I polled my audience during a recent webinar, asking the attendees to choose the statement that best describes their company:
We are sales driven
We are development/engineering driven
We are working towards being market-driven
We are market-driven
Surprisingly, 24% said that they work in market-driven companies. Call me cynical, but I doubt it. I’m betting that most of these companies are actually customer-driven, an excellent format for the sales and post-sales aspects of the business when you need to satisfy the objectives of a single account. But allow one or even a selected group of customers to guide the roadmap for your product and don’t be surprised if a big part of the market doesn’t buy it. Base your marketing strategy on feedback from current customers and chances are good that you’ll miss a larger, more receptive group of buyers. Try to gain support for a new strategy in a customer-driven company, and someone will point to a customer scenario that invalidates your plan.
Marketers need to get the company focused on the market, not a few customers. Start your next meeting by introducing your stakeholders to your buyer persona. Build agreement about the details of the persona before you move on to the strategic decisions. If the group gets stuck, bring the conversation back to the persona, the only individual whose opinion matters in a market-driven company.
Let’s say that your target audience is the CIO, and everyone in your company agrees that you want to reach people who hold this title. But you still participate in endless debates as internal stakeholders propose messages and strategies based on their varying opinions.
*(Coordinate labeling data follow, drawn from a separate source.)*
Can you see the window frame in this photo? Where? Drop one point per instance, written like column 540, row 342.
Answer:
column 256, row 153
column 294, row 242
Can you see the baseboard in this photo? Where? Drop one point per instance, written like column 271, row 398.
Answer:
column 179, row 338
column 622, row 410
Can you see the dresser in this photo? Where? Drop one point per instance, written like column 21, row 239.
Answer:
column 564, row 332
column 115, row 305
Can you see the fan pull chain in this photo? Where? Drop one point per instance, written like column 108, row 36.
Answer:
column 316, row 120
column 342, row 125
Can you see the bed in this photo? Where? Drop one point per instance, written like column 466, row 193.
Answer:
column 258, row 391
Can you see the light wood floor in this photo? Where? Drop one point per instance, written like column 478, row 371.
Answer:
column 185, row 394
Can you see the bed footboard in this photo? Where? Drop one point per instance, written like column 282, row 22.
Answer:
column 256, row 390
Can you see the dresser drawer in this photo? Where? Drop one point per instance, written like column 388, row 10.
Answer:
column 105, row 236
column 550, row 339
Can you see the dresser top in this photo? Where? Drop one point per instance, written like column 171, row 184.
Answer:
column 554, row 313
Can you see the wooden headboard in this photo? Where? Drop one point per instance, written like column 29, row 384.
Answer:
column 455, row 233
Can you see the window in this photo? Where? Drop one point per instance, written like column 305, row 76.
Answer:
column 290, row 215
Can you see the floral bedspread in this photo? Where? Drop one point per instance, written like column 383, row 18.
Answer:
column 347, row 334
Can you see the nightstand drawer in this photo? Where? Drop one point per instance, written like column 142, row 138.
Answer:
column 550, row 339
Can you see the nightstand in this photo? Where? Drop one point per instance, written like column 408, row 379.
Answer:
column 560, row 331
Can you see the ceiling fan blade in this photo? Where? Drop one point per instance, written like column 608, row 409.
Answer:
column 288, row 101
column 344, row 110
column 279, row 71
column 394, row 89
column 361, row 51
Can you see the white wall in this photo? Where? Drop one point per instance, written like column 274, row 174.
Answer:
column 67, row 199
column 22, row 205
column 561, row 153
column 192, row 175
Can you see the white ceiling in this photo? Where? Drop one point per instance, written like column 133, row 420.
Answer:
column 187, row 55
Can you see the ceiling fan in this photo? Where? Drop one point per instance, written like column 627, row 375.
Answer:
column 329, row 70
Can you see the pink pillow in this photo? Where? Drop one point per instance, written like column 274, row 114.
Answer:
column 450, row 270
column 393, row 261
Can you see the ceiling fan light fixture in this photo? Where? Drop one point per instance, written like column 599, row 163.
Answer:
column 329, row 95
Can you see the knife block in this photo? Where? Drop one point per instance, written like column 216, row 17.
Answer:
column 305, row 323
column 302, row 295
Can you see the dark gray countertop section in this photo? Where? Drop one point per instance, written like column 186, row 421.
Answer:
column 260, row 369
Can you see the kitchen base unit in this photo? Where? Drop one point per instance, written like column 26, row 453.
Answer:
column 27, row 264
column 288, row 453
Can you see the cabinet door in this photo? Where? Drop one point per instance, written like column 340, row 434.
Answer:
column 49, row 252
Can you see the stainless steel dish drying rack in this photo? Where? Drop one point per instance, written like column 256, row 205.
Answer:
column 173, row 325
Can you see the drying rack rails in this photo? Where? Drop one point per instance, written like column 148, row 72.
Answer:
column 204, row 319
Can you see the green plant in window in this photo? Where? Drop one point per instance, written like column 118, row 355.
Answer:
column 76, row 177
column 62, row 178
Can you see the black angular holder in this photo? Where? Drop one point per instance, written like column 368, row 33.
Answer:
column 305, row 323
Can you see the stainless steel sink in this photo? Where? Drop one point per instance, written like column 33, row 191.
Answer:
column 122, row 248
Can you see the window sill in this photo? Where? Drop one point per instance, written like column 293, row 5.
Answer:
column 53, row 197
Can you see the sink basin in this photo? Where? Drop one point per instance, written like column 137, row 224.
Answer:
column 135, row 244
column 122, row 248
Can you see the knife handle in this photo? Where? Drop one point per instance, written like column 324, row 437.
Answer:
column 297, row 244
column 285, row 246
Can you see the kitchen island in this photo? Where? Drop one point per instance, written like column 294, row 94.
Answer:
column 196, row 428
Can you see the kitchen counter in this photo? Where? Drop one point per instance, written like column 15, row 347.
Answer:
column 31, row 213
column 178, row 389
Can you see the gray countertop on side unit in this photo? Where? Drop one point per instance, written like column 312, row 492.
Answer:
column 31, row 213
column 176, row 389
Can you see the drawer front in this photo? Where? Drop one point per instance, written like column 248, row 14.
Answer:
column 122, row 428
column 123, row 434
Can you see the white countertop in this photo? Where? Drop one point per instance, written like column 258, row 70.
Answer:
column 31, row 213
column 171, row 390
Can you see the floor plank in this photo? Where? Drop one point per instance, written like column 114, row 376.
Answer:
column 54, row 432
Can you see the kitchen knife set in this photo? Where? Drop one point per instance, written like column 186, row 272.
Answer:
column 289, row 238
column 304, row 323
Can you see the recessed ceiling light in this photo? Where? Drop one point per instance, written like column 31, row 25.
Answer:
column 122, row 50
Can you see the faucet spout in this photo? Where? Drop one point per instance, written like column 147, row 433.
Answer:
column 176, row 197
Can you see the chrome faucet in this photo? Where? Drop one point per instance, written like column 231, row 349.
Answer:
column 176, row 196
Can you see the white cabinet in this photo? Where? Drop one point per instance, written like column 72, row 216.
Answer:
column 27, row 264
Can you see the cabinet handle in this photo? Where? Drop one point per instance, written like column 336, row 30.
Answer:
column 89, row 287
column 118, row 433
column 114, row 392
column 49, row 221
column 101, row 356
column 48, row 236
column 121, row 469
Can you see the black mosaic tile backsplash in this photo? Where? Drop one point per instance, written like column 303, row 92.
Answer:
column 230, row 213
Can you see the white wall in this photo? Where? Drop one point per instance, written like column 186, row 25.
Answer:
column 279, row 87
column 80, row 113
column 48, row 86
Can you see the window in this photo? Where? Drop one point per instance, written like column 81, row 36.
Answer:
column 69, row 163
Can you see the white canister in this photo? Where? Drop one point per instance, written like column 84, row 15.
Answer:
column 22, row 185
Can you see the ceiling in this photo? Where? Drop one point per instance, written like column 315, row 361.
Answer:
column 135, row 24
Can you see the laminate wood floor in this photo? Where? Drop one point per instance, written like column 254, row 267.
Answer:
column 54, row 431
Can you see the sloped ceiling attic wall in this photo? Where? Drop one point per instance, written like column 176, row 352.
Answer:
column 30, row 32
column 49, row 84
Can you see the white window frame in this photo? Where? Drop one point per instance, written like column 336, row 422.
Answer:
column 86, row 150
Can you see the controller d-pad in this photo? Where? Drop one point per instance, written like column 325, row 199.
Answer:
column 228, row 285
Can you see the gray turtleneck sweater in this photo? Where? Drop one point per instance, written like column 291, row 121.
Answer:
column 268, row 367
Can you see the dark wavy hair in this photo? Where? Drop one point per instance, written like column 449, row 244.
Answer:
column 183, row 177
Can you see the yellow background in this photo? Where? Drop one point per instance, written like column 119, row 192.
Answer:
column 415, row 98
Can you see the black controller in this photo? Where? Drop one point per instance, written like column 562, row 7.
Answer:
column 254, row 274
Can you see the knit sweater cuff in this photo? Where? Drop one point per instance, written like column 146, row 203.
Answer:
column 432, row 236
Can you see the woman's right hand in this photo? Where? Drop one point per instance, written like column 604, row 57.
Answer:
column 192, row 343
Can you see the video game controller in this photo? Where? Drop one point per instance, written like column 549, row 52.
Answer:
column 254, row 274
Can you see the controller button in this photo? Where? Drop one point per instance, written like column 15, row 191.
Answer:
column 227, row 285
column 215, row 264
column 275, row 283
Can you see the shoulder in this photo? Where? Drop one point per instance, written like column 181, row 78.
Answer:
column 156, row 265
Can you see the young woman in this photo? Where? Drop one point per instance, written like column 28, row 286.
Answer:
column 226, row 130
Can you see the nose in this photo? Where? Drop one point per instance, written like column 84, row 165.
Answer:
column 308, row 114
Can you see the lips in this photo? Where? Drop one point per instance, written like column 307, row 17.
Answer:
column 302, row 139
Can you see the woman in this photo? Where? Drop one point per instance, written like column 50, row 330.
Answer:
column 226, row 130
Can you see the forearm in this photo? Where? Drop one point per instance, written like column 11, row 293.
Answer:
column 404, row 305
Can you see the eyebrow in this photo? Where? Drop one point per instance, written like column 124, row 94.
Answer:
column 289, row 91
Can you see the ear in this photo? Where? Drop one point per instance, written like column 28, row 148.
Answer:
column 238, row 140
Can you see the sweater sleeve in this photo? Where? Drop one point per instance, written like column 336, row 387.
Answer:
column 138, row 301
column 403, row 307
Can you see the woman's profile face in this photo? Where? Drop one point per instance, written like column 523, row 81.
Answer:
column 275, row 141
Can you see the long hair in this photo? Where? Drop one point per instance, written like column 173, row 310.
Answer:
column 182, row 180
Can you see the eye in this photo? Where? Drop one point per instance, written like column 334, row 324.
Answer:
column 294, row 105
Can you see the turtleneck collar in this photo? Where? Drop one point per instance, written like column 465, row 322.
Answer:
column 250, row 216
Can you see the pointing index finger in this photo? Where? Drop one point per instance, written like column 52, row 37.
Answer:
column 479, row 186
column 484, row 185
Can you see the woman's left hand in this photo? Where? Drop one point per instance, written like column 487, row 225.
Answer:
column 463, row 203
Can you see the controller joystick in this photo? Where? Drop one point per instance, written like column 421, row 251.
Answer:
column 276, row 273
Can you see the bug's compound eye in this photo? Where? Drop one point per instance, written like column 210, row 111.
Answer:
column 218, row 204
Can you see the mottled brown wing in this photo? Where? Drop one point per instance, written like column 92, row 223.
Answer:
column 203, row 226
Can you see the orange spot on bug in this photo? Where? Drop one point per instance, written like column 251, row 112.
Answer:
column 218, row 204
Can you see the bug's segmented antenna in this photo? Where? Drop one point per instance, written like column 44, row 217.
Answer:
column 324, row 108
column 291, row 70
Rather than adding your opinion to this chaos, why not hold a meeting to evaluate the CIO persona, creating a fictitious person that is populated with as much insight and detail as you would have about a close friend. Try to get past the obvious demographic data, developing a story that allows everyone to anticipate the target buyer’s reaction to various words and strategies. Now you have a focal point for a useful discussion about go-to-market strategies.
If you want to work in a market-driven company, grok your buyer personas and lead the way.